"It's the middle of the night on February 8-9th 2016, and 10yr yields are trading in the mid 1's."
That's not a phrase many people thought they'd be able to say if you'd asked them about it even a month ago. But in many ways, the writing was on the wall as early as last summer. At least, it's easy to say the writing was on the wall in hindsight.
Back then it was just the proverbial "bullish scenario" for bond markets--that special combination of events where everything lined up just right for maximum bond market benefit. I've drifted into that hypothesis-laden trance on a few occasions. I'm going to do it again right now, but more to revisit the bullish scenario dreams. This might look prescient in retrospect, but I want to emphasize that I write a lot of stuff, and I have articles that we could revisit for almost any eventuality (point being: there are no gurus. This is just a look back at one of the musings that turned out to be on target in retrospect):
"Higher Rate Rhetoric Beginning to Unravel." From August 2015, referencing a mid-July train of thought. Click the link and read it if you have time.

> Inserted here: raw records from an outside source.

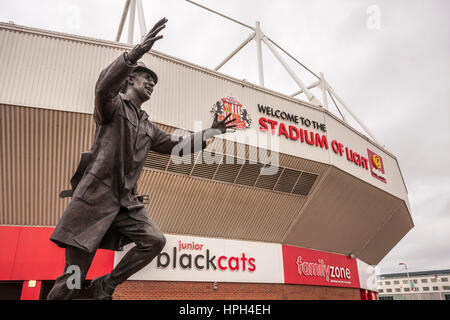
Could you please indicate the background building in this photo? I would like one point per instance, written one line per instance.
(420, 285)
(333, 207)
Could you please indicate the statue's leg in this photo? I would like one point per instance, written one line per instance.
(149, 239)
(67, 285)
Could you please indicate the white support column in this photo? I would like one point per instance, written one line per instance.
(243, 44)
(308, 94)
(315, 84)
(141, 18)
(259, 36)
(131, 17)
(323, 86)
(122, 19)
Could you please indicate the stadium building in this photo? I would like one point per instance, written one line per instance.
(295, 204)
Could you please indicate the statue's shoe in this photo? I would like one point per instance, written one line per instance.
(102, 288)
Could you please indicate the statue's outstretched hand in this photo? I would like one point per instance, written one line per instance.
(152, 36)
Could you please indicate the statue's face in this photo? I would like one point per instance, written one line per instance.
(142, 83)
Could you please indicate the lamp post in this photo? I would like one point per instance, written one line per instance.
(409, 281)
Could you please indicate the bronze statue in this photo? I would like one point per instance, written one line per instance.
(105, 211)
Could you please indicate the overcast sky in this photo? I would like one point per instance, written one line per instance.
(389, 60)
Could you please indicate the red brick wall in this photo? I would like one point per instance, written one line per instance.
(172, 290)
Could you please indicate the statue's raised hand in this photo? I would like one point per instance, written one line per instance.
(152, 36)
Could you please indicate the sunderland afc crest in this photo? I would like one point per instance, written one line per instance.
(228, 105)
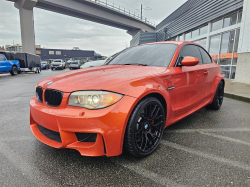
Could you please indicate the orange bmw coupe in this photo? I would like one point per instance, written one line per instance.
(125, 104)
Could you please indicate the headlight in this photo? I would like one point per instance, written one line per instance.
(93, 99)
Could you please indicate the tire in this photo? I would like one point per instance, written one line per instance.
(145, 128)
(218, 97)
(14, 71)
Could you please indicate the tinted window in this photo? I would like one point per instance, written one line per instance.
(152, 55)
(205, 57)
(2, 58)
(191, 50)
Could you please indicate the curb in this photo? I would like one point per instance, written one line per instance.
(237, 97)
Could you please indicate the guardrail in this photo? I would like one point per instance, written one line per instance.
(123, 10)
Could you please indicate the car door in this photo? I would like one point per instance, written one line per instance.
(4, 64)
(211, 70)
(189, 81)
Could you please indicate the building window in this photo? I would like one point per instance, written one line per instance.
(226, 49)
(239, 17)
(58, 52)
(188, 36)
(181, 37)
(233, 70)
(202, 42)
(216, 25)
(203, 30)
(195, 33)
(214, 46)
(230, 20)
(225, 71)
(235, 54)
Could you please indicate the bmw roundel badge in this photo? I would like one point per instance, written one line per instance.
(49, 83)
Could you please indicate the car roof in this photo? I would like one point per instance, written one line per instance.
(171, 42)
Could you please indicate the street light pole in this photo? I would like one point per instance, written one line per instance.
(141, 11)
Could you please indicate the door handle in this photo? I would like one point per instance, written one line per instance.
(205, 72)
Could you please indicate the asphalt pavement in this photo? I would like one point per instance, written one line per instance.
(207, 148)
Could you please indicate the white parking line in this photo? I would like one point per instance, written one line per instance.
(21, 138)
(164, 181)
(207, 155)
(29, 172)
(226, 138)
(209, 130)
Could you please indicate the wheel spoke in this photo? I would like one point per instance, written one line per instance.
(156, 124)
(157, 111)
(139, 131)
(145, 142)
(153, 110)
(138, 139)
(157, 117)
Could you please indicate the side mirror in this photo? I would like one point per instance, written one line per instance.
(189, 61)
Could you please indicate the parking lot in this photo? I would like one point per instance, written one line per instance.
(208, 148)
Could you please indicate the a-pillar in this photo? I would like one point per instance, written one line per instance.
(27, 24)
(243, 64)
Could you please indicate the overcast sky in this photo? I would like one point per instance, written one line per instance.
(53, 30)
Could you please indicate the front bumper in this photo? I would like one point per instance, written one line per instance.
(56, 67)
(74, 67)
(65, 121)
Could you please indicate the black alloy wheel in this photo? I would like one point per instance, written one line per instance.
(218, 97)
(145, 128)
(14, 70)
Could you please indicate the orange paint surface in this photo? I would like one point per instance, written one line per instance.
(194, 87)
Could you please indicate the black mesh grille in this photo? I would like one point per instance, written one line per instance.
(53, 135)
(39, 94)
(86, 137)
(53, 97)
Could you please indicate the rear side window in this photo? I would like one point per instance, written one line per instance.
(206, 58)
(2, 58)
(191, 50)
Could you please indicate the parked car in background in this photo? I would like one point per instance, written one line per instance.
(45, 65)
(28, 62)
(93, 63)
(125, 104)
(57, 64)
(74, 65)
(11, 66)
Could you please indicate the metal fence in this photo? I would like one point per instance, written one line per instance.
(123, 10)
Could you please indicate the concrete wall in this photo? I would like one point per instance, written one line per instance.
(243, 68)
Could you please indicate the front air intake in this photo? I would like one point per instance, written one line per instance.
(53, 97)
(39, 94)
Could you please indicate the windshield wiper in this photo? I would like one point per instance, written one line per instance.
(138, 64)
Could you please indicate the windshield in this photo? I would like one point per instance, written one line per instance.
(151, 55)
(94, 63)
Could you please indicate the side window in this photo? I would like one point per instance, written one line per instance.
(191, 50)
(206, 58)
(2, 58)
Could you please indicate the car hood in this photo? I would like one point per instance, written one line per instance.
(98, 78)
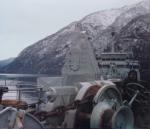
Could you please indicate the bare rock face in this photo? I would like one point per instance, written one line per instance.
(47, 56)
(135, 36)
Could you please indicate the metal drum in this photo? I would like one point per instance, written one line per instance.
(109, 94)
(123, 118)
(105, 117)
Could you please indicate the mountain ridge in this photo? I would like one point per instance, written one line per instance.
(48, 55)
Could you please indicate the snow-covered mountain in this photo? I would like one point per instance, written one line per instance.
(48, 55)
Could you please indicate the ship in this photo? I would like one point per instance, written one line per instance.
(102, 91)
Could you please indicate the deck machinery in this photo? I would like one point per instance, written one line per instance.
(78, 101)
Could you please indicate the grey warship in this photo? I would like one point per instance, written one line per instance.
(93, 92)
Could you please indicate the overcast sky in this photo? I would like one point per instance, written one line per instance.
(23, 22)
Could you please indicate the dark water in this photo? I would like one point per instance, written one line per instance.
(11, 80)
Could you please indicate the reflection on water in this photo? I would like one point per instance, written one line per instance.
(30, 96)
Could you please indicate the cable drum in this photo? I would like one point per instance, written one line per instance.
(108, 93)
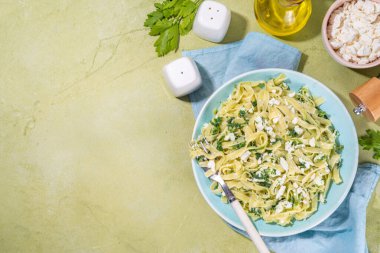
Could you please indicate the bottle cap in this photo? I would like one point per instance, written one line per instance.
(367, 99)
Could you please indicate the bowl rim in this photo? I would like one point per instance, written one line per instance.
(334, 206)
(328, 47)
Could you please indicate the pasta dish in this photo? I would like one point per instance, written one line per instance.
(275, 148)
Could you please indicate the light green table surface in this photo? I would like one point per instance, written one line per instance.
(93, 150)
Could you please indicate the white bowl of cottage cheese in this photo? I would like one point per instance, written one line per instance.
(351, 33)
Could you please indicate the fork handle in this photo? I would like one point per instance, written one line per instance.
(250, 229)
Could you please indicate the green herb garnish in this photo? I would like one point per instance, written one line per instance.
(239, 145)
(293, 133)
(171, 19)
(371, 140)
(232, 126)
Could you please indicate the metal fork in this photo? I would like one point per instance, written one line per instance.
(245, 220)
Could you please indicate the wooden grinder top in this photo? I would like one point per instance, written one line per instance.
(367, 99)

With the help of the brilliant minds on the MBS Live dashboard, this thesis grew to be our collective baseline the longer rates remained resilient into the end of 2015. Personally, I figured we'd have a little blip higher in rates before a bigger push down toward current levels. I thought that things like the decent employment data would trick markets into thinking things would be OK even though the Fed just hiked, and some green shoots of economic optimism would take hold.
Instead, markets have wasted no time freaking out in 2016. To put the freakout into a visual context that most people can relate to, here's a long term chart of the best stock index for a big picture assessment of "stocks"--the S&P. It shows these so-called "economic cycles" that we began talking about in mid 2015.

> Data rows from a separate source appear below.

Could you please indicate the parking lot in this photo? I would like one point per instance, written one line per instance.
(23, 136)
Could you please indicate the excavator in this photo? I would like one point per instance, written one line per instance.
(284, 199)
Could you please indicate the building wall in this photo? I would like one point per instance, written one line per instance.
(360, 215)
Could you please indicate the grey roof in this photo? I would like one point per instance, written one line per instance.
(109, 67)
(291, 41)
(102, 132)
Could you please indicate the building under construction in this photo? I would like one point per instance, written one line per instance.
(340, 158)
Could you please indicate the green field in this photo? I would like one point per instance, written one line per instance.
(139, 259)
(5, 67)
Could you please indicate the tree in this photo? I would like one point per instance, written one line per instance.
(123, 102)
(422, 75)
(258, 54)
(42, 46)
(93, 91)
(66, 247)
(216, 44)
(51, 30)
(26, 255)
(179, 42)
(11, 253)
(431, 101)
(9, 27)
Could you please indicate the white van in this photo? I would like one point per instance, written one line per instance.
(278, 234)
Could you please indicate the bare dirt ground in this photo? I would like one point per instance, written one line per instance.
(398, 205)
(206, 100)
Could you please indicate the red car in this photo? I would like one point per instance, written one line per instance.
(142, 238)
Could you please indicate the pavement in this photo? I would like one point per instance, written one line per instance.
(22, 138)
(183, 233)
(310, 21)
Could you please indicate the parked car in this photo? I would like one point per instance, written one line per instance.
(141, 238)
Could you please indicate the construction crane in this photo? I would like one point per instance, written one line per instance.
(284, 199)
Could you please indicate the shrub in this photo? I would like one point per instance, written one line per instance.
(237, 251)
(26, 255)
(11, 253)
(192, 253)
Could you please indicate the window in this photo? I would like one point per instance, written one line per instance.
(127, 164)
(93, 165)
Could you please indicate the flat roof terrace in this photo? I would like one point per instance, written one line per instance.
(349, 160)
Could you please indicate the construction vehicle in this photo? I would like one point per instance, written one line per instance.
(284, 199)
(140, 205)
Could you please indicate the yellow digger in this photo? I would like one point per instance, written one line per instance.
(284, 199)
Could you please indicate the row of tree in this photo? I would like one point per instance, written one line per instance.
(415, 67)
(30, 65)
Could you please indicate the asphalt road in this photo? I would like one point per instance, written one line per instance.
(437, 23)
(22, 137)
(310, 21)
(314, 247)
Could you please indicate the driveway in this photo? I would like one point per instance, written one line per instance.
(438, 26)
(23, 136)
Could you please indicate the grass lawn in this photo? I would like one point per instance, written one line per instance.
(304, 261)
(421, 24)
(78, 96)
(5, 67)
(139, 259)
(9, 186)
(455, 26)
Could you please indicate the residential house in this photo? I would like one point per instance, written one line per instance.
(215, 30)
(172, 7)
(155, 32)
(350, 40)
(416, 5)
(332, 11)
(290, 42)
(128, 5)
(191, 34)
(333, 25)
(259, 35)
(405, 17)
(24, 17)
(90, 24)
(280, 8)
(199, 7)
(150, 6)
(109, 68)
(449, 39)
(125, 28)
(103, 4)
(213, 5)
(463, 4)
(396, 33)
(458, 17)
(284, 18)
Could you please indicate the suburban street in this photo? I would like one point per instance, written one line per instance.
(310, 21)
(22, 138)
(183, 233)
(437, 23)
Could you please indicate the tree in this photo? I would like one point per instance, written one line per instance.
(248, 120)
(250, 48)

I'm not joking when I say that the 90's was about the internet. Think about the role the internet played in your life prior to the mid 90's. It was more of a novelty until then, and the exponential market growth from the mid 90's on goes hand in hand with the tech boom/bubble. Everyone was really excited about the internet, and it showed.
Who knows if the "housing" circle was more about housing or if it was simply the fact that the tech bubble correction had run its course? Certainly there were contributions from both of those factors. Either way, we found ourselves living through the financial crisis and embarking on the next big cycle. This time around there hasn't been any organic economic motivation so much as there has been a crapload of free money dumped from central bank's helicopters the world over. The wealth creation puts the past cycles to shame. Don't worry if you haven't seen things exactly that way, because it's largely been about strengthening the strongest hands, not to mention that half of the wealth creation was merely an attempt to numb the amputation site of all the wealth that was lopped off during the crisis.
All that is beside the point though. The point is that QE isn't a long-term, organic set of muscles that's capable of turning the crank of global economic growth. Such muscles are nowhere to be found, and the Fed doesn't want to live the lie anymore. Markets are increasingly pricing-in that grim reality.
There could be corrections along the way--possibly even big enough to scare some sense into floaters, but until we see strong evidence to the contrary, utter and complete global economic meltdown is the baseline. The road we're on leads to new all-time low rates.